Beginning from the innermost structure and moving outward, bacteria have some or all of the following structures:
Plasma Membrane: This is a lipid bilayer much like the cytoplasmic (plasma) membrane of other cells. There are numerous proteins moving within or upon this layer that are primarily responsible for transport of ions, nutrients and waste across the membrane.
Periplasmic Space: This cellular compartment is found only in those bacteria that have both an outer membrane and plasma membrane (e.g. Gram negative bacteria). In the space are enzymes and other proteins that help digest and move nutrients into the cell.
Cell Wall: Composed of peptidoglycan (polysaccharides + protein), the cell wall maintains the overall shape of a bacterial cell. The three primary shapes in bacteria are coccus (spherical), bacillus (rod-shaped) and spirillum (spiral). Mycoplasma are bacteria that have no cell wall and therefore have no definite shape.
Outer Membrane: This lipid bilayer is found in Gram negative bacteria and is the location of lipopolysaccharide (LPS) in these bacteria. Gram positive bacteria lack this layer. LPS can be toxic to a host and can stimulate the host's immune system.
Capsule: This layer of polysaccharide (sometimes proteins) protects the bacterial cell and is often associated with pathogenic bacteria because it serves as a barrier against phagocytosis by white blood cells. Capsules can be seen by viewing bacteria in India ink.
Bacteria may have the following appendages.

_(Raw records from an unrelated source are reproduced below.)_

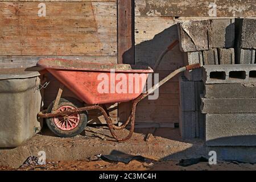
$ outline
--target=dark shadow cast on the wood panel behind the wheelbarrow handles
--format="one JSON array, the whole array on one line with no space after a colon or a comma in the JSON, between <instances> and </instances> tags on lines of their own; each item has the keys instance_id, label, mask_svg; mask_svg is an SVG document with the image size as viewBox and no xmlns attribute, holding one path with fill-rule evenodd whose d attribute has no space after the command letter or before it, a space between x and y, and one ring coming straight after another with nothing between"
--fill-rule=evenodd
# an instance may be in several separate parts
<instances>
[{"instance_id":1,"label":"dark shadow cast on the wood panel behind the wheelbarrow handles","mask_svg":"<svg viewBox=\"0 0 256 182\"><path fill-rule=\"evenodd\" d=\"M142 30L143 31L143 30ZM135 31L136 42L154 34L150 31ZM142 41L135 45L135 64L154 67L159 55L172 42L179 39L177 25L174 24L159 34L154 35L151 40ZM130 51L130 50L129 50ZM123 58L129 55L129 51L124 53ZM169 73L183 66L183 53L179 46L164 56L159 68L155 73L159 73L159 80L166 77ZM144 123L178 123L179 122L179 84L178 76L172 78L159 89L158 100L147 100L145 98L137 106L136 121ZM129 113L129 112L127 112ZM123 114L123 113L121 113ZM127 119L128 115L126 115ZM125 119L122 119L125 120ZM121 122L122 122L121 120ZM171 129L170 129L171 130ZM177 134L179 135L179 134ZM159 134L159 137L164 137ZM167 137L168 138L168 137Z\"/></svg>"}]
</instances>

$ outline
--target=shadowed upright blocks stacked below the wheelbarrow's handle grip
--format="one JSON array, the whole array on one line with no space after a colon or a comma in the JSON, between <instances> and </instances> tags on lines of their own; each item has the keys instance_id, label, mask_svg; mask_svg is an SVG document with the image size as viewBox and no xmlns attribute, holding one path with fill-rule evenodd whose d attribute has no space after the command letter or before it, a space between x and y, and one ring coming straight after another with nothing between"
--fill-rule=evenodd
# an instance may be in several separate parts
<instances>
[{"instance_id":1,"label":"shadowed upright blocks stacked below the wheelbarrow's handle grip","mask_svg":"<svg viewBox=\"0 0 256 182\"><path fill-rule=\"evenodd\" d=\"M203 92L202 81L189 81L184 76L179 79L180 106L179 128L183 139L204 139L204 115L200 112L200 93Z\"/></svg>"}]
</instances>

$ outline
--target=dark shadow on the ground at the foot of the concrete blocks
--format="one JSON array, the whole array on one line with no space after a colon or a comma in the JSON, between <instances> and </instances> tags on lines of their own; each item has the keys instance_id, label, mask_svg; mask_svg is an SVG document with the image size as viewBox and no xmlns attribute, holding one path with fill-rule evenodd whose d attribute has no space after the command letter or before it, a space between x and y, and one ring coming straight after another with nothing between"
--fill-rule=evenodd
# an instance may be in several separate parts
<instances>
[{"instance_id":1,"label":"dark shadow on the ground at the foot of the concrete blocks","mask_svg":"<svg viewBox=\"0 0 256 182\"><path fill-rule=\"evenodd\" d=\"M255 142L253 142L255 141L255 138L256 135L241 135L209 140L208 144L213 146L206 146L204 143L194 143L192 147L176 152L175 154L168 155L161 160L192 159L200 158L201 156L208 159L211 156L209 155L209 152L215 151L217 160L237 160L245 163L256 163L256 147ZM247 143L248 146L241 146L242 141ZM220 143L224 146L217 146L220 145ZM229 143L236 144L236 146L227 146Z\"/></svg>"}]
</instances>

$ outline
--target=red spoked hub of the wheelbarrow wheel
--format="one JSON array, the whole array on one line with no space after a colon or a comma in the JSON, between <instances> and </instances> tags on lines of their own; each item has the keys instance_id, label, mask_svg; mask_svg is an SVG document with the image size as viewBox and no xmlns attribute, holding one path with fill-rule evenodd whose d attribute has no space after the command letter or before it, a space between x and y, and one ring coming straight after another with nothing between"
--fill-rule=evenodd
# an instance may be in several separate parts
<instances>
[{"instance_id":1,"label":"red spoked hub of the wheelbarrow wheel","mask_svg":"<svg viewBox=\"0 0 256 182\"><path fill-rule=\"evenodd\" d=\"M65 111L65 110L72 110L76 109L73 106L65 105L61 106L57 109L57 111ZM58 127L58 129L63 131L71 131L79 125L80 122L80 114L73 113L71 115L65 115L64 117L58 116L53 118L53 122Z\"/></svg>"}]
</instances>

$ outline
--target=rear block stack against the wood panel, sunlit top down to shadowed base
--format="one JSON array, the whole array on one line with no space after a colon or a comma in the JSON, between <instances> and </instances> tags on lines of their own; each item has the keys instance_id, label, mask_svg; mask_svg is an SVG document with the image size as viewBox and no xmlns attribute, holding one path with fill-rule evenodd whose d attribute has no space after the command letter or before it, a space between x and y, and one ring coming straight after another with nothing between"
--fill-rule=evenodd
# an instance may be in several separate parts
<instances>
[{"instance_id":1,"label":"rear block stack against the wood panel, sunlit top down to shadowed base","mask_svg":"<svg viewBox=\"0 0 256 182\"><path fill-rule=\"evenodd\" d=\"M193 20L177 26L184 65L234 64L234 19ZM202 80L202 69L185 71L179 80L179 123L183 139L205 138L205 116L200 111Z\"/></svg>"}]
</instances>

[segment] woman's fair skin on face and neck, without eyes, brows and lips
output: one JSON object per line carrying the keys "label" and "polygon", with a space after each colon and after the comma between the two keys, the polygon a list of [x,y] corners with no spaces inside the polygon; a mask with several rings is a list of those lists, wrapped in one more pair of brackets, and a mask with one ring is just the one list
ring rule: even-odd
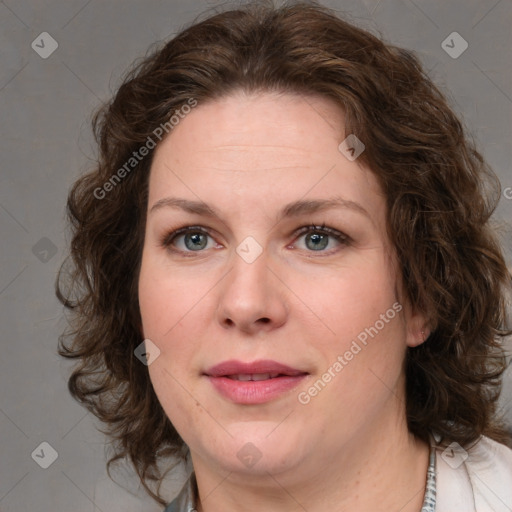
{"label": "woman's fair skin on face and neck, without eyes, brows and lips", "polygon": [[[240,92],[198,105],[156,149],[143,334],[160,350],[150,377],[190,447],[205,512],[421,509],[428,447],[407,430],[403,360],[428,329],[401,300],[375,176],[338,150],[343,126],[328,99]],[[216,215],[153,208],[171,196]],[[335,196],[366,214],[337,207],[279,218],[294,201]],[[297,233],[324,223],[348,242],[329,236],[315,251]],[[204,249],[190,250],[183,235],[162,244],[198,225],[210,233]],[[236,252],[248,236],[263,249],[252,263]],[[301,404],[299,393],[397,301],[402,311]],[[228,359],[273,359],[309,375],[268,403],[235,404],[203,375]],[[261,453],[252,467],[237,457],[249,442]]]}

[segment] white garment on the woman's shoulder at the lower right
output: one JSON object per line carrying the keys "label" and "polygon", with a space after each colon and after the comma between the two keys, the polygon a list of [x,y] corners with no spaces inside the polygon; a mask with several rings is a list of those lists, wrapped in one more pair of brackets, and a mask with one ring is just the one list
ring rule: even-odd
{"label": "white garment on the woman's shoulder at the lower right", "polygon": [[512,450],[487,437],[437,448],[438,512],[510,512]]}

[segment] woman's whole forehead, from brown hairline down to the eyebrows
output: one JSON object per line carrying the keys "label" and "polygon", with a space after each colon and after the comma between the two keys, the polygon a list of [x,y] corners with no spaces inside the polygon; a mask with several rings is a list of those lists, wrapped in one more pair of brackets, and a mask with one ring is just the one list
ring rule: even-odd
{"label": "woman's whole forehead, from brown hairline down to the eyebrows", "polygon": [[236,93],[199,104],[157,147],[148,206],[172,192],[221,203],[229,194],[231,206],[337,195],[382,207],[373,173],[338,149],[343,126],[342,109],[321,97]]}

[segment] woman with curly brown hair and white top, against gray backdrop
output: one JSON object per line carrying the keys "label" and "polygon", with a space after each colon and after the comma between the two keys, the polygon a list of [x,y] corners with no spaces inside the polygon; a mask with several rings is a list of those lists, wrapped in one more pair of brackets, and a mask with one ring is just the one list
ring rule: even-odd
{"label": "woman with curly brown hair and white top, against gray backdrop", "polygon": [[410,52],[251,4],[154,51],[95,128],[58,293],[109,464],[164,504],[189,457],[167,511],[512,509],[499,184]]}

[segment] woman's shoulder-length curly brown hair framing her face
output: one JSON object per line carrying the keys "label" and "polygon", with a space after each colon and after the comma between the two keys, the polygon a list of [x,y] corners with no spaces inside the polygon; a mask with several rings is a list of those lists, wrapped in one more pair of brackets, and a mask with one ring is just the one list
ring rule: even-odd
{"label": "woman's shoulder-length curly brown hair framing her face", "polygon": [[[69,194],[73,238],[56,286],[72,324],[59,352],[77,360],[71,394],[113,440],[109,467],[129,458],[163,503],[152,485],[162,480],[159,461],[186,457],[134,357],[154,149],[129,172],[126,162],[191,99],[200,105],[235,90],[320,95],[343,108],[345,133],[364,141],[359,158],[387,197],[406,299],[432,327],[404,363],[409,430],[463,446],[481,435],[505,442],[495,416],[510,275],[489,225],[496,176],[413,53],[315,3],[257,2],[194,23],[128,73],[94,117],[97,165]],[[123,179],[113,181],[116,173]]]}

Pili, Fimbriae: These hollow, hairlike structures made of protein allow bacteria to attach to other cells. A specialized pilus, the sex pilus, allows the transfer of plasmid DNA from one bacterial cell to another. Pili (sing., pilus) are also called fimbriae (sing., fimbria).
Flagella: The purpose of flagella (sing., flagellum) is motility. Flagella are long appendages which rotate by means of a "motor" in the cell envelope. Bacteria may have one, a few, or many flagella in different positions on the cell.